Let's write the addresses of the function (for the purpose of this example only)
count(int m)
{
(address = 100) if(m>0)
(address = 101) count(m-1); // now it is calling the method "count" again, except m is one less
(address = 102) printf("%d",m);
}
For m = 1:
The if is fullfield so we execute code at address 101 with m = 1. address 102 and m = 1 are pushed to the stack and the function is executed again from address 100 with m = 0. Since m = 0 we execute address 102 and printing 0 on console. The function ends and the last return address (102) and argument m = 1 are popped and the line at address 102 is executed printing 1 on the screen.
The function count is called with an integer argument of 10.
Since the function argument m which is 10 is greater than 0 the function count calls itself with an integer argument of m which is 10 minus 1 which equals 9.
Step 2 repeats with varying arguments (m-1) until m is not greater than 0 and which point the program prints the value of m.
The recursive function just modifies the parameter given to it and calls itself with that modified value until the desired result is returned (in this case m not being greater than 0).
Each number refers to the line number.
#include<stdio.h>
count(int);
main()
{
1int x=10,z;
2count(x);
}
count(int m)
{
3if(m>0)
4 count(m-1);
5printf("%d",m);
}
The execution happens like this(with x=3) -
line number|value of x
1 3
2 3
3 3
4 2
3 2
4 1
3 1
4 0
5 0
5 1
5 2
5 3
Numbers printed on the screen 0 1 2 3
If you want a more specific answer, then you have to look into how compilers work. But generally speaking the compiler will create machine code for the function that includes a preamble, in this code enough memory is allocated on the stack (by decrementing a stack pointer) that a copy of the functions variables can be placed on the stack (we can store the state of the function).
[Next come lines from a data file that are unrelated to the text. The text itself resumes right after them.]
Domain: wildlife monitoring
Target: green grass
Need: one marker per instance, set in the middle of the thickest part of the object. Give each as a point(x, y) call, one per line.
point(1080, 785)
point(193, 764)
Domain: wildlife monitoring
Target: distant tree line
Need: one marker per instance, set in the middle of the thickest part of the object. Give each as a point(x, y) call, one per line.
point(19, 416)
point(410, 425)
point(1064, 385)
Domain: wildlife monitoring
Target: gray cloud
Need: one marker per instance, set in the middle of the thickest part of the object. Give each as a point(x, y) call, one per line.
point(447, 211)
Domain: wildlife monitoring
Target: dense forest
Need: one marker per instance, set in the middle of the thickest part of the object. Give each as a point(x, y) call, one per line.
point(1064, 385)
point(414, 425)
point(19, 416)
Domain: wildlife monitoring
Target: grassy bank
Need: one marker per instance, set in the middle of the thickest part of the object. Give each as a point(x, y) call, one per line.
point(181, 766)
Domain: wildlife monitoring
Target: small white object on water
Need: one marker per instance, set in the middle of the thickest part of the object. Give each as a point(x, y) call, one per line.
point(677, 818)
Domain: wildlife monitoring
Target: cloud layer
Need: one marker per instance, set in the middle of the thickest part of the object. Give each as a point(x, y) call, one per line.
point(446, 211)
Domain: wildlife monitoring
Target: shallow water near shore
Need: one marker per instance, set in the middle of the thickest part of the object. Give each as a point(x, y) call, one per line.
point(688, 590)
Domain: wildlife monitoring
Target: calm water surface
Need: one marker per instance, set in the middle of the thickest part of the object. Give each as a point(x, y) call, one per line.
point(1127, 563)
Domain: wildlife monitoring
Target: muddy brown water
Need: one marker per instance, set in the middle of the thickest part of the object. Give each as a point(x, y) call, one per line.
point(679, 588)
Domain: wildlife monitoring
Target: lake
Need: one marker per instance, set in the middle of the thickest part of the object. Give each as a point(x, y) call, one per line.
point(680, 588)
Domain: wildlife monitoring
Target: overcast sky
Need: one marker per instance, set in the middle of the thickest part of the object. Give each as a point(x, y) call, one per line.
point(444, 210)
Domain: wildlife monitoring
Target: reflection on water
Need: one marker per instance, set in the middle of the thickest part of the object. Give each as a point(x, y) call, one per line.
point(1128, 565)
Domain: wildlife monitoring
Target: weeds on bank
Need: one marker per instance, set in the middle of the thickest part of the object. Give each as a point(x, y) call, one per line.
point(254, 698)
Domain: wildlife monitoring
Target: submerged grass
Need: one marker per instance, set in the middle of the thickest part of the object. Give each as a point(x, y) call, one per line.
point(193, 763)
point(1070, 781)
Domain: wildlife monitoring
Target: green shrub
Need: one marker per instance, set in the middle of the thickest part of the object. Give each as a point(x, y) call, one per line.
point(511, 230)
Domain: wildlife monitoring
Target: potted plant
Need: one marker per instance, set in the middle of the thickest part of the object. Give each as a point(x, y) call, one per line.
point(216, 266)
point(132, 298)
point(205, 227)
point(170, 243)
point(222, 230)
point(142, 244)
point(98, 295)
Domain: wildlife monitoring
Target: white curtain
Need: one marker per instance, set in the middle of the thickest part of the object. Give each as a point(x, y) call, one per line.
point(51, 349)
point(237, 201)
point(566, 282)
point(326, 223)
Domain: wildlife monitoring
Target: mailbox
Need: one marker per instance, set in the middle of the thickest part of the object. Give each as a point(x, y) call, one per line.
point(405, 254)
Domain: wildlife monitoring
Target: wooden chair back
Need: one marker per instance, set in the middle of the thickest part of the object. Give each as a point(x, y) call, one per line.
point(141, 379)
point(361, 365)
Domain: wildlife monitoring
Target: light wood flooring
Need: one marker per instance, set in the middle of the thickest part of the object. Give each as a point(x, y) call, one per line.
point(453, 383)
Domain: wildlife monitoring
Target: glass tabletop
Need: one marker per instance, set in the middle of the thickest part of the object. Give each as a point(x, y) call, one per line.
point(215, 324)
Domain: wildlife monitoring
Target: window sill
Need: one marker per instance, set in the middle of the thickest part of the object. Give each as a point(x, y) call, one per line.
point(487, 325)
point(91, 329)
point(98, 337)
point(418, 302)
The function will have values stored in registers and memory and these must be stored on the stack for each (recursive) call, otherwise the new call will overwrite the precious data!. So very basically the machine code looks like this (pseudo code)
//store m on the stack
store m,stack_pntr+m_offset
//put input values in designated register
a0 = m
//allocate memory on the stack
stackPntr -= stack_size_of(count_vars)
//store return address in allocated register
//jump to the first instruction of count
.
.
By changing some data used for computation we can go back and read the same instructions again and get a different result. The abstraction of recursive function allows us to manipulate the data we want to change in a nice "call by value" way so that we don't overwrite it unintentionally.
This is done by the compiler when it stores the state of the calling function on the stack so we don't have to manually store it.